I understand that length normalization is not necessary for voom because the same gene is compared between groups, rather than comparing different genes of different lengths. I found a nice summary here: https://stat.ethz.ch/pipermail/bioconductor/2012-June/045919.html
However, I’m in a different situation where one condition of my RNA samples (treatment B) were more degraded than treatment A, so I had to fragment the treatment A RNA for it to be of appropriate size for sequencing, unlike treatment B. Other than this, the library preparation protocols were the same (e.g. same strandedness, rRNA depletion, etc). Final PCR cycles did vary slightly based on amount of input material in a given library but reads were deduplicated prior to quantification.
There is a rational basis for the differential expression results I got without controlling for the difference in gene length; the GO on the DEGs are congruent with biological expectation. But I wanted to run to see if gene length impacted things at all. I’m wondering if this is a necessary or if I can leave things as-is. Even if I plot log-CPM expression for the genes I’m interested in (genes are not from DEG, but from the biology of my system), there’s higher expression in the degraded treatment B relative to fragmented treatment A, which is consistent with my hypothesis for the experiment. Also I wanted to avoid normalizing the degraded data on the basis of gene length since it will inflate the counts for shorter genes.
I’m confused on if this is something I can do because there isn’t a discussion on this (e.g. feed in raw counts only vs. normalization) in the voom guide but there is in the voom manuscript that logged RPKM can be used to replace logged CPM. I have variance in the library sizes in my samples (max lib size / min lib size ~= 10) so I need to use voomWithQualityWeights, but my understanding was that this fn takes in raw counts.
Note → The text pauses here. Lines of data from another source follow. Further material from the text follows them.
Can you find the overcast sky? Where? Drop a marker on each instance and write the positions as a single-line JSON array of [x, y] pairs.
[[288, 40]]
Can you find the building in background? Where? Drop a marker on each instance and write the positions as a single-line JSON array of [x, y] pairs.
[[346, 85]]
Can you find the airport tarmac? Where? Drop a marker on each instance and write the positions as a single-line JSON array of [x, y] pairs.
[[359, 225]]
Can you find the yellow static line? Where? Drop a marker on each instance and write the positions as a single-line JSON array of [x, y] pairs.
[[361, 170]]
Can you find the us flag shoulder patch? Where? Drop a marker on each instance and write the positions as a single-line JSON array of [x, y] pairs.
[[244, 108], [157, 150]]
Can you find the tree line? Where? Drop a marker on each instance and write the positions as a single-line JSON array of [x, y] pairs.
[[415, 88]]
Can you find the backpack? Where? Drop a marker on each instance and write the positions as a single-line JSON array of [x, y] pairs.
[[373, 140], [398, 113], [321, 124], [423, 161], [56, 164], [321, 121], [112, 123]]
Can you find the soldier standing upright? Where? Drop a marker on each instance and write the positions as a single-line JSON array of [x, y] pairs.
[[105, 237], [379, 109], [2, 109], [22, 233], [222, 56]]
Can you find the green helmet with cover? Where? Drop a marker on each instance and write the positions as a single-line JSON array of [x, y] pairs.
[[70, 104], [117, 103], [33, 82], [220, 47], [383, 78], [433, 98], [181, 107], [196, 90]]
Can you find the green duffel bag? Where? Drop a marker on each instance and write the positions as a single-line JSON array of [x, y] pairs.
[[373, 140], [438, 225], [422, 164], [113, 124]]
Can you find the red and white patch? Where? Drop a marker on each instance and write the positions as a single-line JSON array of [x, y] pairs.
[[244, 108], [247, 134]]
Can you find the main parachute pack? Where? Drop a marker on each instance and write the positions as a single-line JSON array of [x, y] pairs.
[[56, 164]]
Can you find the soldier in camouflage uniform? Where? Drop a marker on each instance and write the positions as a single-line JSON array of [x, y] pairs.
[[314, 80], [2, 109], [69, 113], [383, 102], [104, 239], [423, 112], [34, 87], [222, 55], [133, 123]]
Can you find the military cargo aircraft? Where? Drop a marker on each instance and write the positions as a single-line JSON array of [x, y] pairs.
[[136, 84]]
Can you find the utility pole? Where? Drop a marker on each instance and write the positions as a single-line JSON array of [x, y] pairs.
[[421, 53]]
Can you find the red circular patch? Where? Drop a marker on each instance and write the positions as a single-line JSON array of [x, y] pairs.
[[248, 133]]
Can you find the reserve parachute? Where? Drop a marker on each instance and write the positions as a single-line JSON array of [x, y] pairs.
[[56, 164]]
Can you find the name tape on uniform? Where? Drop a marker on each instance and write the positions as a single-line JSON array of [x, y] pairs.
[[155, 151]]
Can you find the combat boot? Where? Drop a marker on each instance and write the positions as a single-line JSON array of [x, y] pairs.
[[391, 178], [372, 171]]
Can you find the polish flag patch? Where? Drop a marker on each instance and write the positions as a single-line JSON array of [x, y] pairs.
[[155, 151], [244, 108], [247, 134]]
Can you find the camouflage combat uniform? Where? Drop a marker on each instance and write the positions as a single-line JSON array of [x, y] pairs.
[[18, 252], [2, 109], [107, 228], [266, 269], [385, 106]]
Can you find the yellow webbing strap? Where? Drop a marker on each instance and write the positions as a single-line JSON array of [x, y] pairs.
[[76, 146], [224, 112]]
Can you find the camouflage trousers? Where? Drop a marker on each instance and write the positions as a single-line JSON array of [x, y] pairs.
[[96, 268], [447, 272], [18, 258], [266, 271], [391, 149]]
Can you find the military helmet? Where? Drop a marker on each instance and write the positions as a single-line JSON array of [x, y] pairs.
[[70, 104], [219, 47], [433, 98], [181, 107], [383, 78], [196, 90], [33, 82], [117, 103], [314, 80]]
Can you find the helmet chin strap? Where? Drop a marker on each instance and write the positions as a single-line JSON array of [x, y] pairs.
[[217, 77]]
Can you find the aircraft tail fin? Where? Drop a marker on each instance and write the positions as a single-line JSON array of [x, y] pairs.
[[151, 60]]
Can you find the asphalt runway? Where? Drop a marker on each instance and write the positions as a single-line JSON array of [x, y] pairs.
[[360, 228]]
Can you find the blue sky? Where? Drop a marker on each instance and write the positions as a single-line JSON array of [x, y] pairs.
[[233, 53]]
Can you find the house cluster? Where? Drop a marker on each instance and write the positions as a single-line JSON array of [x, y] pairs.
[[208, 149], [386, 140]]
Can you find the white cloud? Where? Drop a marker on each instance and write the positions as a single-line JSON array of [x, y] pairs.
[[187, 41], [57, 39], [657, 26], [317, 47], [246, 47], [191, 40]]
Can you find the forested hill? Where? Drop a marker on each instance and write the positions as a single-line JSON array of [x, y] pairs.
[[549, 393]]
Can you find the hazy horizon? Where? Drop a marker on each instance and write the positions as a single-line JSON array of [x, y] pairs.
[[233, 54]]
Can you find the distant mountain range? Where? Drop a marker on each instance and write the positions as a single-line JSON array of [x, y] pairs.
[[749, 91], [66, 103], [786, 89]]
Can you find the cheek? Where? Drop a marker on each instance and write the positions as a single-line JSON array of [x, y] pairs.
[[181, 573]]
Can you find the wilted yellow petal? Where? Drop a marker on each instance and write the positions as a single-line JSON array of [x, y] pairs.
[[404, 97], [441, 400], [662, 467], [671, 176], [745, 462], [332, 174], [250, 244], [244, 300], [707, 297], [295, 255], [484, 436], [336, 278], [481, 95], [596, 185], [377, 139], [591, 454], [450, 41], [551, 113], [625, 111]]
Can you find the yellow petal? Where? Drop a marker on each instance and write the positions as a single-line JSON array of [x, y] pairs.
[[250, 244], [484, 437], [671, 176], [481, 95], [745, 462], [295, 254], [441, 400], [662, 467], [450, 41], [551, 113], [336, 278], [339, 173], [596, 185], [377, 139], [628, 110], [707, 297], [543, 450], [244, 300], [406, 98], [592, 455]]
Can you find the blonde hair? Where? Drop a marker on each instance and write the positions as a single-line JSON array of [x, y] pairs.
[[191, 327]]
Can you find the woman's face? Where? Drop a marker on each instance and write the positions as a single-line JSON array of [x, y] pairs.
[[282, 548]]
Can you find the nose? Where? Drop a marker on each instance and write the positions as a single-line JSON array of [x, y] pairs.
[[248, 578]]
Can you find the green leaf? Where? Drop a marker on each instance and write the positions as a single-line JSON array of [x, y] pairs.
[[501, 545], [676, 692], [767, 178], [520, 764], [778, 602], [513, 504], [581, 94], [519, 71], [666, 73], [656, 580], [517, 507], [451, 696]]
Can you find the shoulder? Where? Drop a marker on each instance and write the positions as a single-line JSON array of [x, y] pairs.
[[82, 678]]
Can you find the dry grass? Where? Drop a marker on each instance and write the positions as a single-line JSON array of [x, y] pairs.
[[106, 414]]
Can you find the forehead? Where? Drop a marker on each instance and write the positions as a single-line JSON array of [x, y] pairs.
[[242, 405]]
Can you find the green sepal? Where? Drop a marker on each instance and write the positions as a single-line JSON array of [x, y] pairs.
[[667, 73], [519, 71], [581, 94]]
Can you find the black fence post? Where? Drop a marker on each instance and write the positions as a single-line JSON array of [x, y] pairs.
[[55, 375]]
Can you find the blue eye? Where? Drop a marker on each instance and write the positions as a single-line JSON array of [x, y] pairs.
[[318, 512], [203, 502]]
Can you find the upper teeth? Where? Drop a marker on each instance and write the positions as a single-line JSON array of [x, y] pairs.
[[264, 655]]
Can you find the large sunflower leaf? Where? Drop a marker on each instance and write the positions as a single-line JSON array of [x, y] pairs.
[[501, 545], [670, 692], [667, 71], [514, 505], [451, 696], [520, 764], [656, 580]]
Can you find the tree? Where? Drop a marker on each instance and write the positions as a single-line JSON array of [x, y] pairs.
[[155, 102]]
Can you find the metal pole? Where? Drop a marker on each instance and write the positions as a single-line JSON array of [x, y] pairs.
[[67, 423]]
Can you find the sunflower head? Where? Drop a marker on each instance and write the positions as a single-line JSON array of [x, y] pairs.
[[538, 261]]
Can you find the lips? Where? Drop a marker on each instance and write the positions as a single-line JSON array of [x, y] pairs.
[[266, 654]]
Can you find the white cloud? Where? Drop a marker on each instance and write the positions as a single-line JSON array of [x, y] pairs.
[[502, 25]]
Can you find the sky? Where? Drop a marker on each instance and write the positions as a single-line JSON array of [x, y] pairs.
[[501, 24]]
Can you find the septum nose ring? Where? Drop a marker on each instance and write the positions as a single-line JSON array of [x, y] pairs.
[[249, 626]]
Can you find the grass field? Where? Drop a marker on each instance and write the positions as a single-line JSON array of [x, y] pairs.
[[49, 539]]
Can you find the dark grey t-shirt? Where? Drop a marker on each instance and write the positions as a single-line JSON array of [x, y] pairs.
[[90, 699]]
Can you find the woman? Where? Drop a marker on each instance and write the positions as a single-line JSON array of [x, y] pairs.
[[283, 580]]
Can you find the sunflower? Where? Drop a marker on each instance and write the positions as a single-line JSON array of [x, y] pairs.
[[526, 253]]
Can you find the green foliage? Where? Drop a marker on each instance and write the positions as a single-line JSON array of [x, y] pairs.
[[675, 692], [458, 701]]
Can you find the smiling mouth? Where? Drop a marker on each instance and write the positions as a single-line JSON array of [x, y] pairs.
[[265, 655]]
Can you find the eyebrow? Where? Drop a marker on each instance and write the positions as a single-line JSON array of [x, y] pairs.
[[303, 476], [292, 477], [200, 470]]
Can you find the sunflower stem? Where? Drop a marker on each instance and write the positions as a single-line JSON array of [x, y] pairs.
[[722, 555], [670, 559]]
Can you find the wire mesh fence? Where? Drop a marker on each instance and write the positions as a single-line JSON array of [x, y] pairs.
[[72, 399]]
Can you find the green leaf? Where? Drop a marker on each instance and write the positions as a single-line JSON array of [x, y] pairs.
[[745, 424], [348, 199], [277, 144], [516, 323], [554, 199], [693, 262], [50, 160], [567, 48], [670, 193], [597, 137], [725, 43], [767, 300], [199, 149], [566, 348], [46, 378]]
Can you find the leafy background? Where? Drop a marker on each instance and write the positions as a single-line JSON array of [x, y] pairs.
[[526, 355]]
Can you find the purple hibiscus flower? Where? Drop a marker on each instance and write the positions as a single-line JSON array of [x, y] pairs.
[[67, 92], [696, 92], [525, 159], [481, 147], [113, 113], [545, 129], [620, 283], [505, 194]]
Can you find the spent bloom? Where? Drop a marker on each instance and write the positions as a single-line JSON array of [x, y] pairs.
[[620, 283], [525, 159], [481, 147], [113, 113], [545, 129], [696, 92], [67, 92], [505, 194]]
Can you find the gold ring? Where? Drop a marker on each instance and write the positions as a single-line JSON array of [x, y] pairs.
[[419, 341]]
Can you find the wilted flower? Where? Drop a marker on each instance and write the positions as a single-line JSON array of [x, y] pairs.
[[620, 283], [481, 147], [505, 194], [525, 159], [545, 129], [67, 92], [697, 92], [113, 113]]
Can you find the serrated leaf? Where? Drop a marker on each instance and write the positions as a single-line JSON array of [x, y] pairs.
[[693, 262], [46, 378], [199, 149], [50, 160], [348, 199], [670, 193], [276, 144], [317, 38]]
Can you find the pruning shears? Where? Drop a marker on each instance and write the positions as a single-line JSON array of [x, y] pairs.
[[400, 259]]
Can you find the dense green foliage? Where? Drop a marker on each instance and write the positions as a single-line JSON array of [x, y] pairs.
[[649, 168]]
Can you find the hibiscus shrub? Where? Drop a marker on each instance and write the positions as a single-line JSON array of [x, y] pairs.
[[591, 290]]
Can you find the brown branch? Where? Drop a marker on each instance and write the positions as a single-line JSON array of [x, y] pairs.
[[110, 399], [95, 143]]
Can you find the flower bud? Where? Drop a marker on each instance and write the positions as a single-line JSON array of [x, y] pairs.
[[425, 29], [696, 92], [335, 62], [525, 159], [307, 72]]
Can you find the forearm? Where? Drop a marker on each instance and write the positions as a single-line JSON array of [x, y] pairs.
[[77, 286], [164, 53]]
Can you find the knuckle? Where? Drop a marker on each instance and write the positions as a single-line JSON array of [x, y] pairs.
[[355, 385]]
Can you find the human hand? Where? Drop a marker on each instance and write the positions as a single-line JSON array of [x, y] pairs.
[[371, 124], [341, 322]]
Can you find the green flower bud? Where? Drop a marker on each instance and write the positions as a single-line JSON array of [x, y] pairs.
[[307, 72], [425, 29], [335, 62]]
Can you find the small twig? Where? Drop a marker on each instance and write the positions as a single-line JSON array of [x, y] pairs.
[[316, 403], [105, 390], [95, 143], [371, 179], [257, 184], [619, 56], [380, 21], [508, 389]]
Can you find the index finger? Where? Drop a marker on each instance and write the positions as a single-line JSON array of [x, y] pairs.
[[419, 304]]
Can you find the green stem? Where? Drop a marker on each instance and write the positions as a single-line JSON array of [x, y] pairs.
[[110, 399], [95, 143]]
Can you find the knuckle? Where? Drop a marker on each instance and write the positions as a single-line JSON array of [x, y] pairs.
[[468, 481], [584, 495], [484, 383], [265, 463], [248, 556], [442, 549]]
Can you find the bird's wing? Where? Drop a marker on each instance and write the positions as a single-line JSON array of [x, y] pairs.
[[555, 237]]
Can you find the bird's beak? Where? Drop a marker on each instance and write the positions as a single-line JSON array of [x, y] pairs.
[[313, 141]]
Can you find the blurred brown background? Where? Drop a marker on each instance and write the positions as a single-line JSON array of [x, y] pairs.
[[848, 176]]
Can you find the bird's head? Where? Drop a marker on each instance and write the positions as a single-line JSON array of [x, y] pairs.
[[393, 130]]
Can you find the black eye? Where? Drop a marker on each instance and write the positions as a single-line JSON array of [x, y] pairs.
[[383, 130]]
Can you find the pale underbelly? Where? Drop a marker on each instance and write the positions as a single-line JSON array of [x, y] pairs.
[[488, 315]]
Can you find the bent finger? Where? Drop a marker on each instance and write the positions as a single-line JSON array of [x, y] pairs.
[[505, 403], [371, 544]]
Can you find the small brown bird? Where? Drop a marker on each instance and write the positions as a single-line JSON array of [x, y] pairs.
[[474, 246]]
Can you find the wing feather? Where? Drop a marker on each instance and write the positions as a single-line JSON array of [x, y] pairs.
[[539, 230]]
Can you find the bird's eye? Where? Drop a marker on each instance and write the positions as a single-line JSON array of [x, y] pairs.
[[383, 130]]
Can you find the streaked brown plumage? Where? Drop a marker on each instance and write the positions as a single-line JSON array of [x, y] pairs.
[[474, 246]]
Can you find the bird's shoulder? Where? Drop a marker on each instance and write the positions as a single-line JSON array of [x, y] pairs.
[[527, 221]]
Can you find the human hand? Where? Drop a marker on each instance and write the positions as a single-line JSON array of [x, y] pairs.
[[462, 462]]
I could do limma with RPKM, but my limited understanding was that this is inappropriate on the basis of variance in library size (page 71 of the latest online manual).
Thoughts on if/how I can compare for gene length here? Thanks!
It's a little unclear from your description, but do you only have one sample for treatment B, and it was that one sample that was degraded? Or was it just one treatment B out of n treatment Bs that was degraded?
it's a paired design; 5 samples of treatment A (that required fragmentation) and 5 samples of treatment B (no fragmentation).